4.6. Grad-CAM Visualization
To effectively demonstrate the Grad-CAM approach, an alternative image dataset was employed: the Fetal Planes Ultrasound Dataset [
41]. This dataset includes ultrasound images of fetal structures, categorized into different planes, such as fetal thorax, fetal brain, fetal abdomen, and maternal cervix. A ResNet-18 model was fine-tuned on this dataset, achieving high accuracy in classifying the fetal planes. The Grad-CAM technique was then applied to visualize the regions that influenced the model’s predictions for each image. As shown in all the images in
Figure 25, the heatmaps effectively highlight the critical regions within the ultrasound scans, such as the thoracic cavity in the fetal thorax images or the brain structures in the fetal brain images. This visualization confirmed that the model was making predictions based on medically relevant areas rather than irrelevant background features.
These results demonstrate the potential of Grad-CAM for enhancing interpretability in medical imaging tasks. While it was not directly applicable to the tabular pregnancy dataset, the image-based evaluation provided a clear understanding of how Grad-CAM highlights important features in deep learning models.
5. Conclusions
Worldwide healthcare initiatives consider maternal health to be their foundational building block while affecting public health in addition to social and economic development. The implementation of technology, especially artificial intelligence (AI), in maternal healthcare presents a complete solution for the existing challenges. In this study, we have constructed a stable deep learning framework to predict pregnancy complications based on the NFHS-5 dataset. By adopting a systematic pipeline with data preprocessing, feature selection, model building, and evaluation, the project achieved identifying high-risk pregnancies with great accuracy and explainability.

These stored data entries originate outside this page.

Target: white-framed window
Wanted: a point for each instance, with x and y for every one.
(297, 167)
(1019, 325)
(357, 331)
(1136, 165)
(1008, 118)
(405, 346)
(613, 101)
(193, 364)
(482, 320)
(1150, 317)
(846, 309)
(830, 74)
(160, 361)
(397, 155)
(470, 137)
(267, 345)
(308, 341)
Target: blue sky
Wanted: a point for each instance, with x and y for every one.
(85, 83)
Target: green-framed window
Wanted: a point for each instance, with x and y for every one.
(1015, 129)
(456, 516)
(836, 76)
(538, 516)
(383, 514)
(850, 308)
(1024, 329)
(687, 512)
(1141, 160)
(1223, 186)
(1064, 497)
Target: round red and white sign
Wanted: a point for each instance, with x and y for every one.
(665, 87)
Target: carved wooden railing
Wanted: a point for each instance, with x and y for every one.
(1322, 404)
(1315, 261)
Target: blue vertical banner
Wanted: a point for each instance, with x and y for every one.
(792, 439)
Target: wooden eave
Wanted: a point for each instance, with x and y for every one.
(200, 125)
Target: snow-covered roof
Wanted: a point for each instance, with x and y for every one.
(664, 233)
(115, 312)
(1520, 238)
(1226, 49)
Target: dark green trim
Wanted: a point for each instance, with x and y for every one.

ResRNN-Net and MultiScaleFusion-Net proved to be the top-performing architectures, utilizing Bi-LSTM, CNNs, and attention techniques to identify subtle relationships in the dataset. ResRNN-Net obtained the best F1-score (82%), balancing precision and recall, while MultiScaleFusion-Net provided similar performance (81%) with quicker inference. Conventional machine learning algorithms such as XGBoost and ensemble classifier lagged behind the deep learning strategies, highlighting the significance of sophisticated architectures for high-complexity clinical predictions. The multimodal model further enhanced predictive power by integrating tabular, image, and time-series data, ensuring higher recall (100%), making it ideal for risk-sensitive applications. The incorporation of explainable AI (XAI) methods, including SHAP and Grad-CAM, additionally improved the model explainability, ensuring that the essential features influencing the predictions were interpretable and clinically meaningful. The deep learning models not only achieved better prediction accuracy but also provided interpretable results, so the system is quite suitable for deployment in maternal health monitoring in the real world.
Fostering the implementation of predictive models in maternal healthcare requires negotiating numerous important directions. Broadening datasets to incorporate more divergent populations—across geographic regions, age groups, and volatile risk factors—will complement the adaptability and tenacity of these models. Refining data quality through state-of-the-art techniques, such as generative models for attributing missing values and the merging of additional data modalities (e.g., genetic, environmental, and behavioral), is predicted to significantly elevate predictive performance. Coherent integration with clinical systems, specifically electronic health records (EHRs), would empower real-time predictions and actionable alerts, thus promoting more reactive clinical decision-making. Enriching model comprehensibility through explainable AI (XAI) techniques and developing intuitive interfaces for healthcare professionals will be crucial for effective implementation. Moreover, sequential studies that track maternal health over time will be fundamental for evaluating the long-term influence and clinical relevance of these predictive frameworks.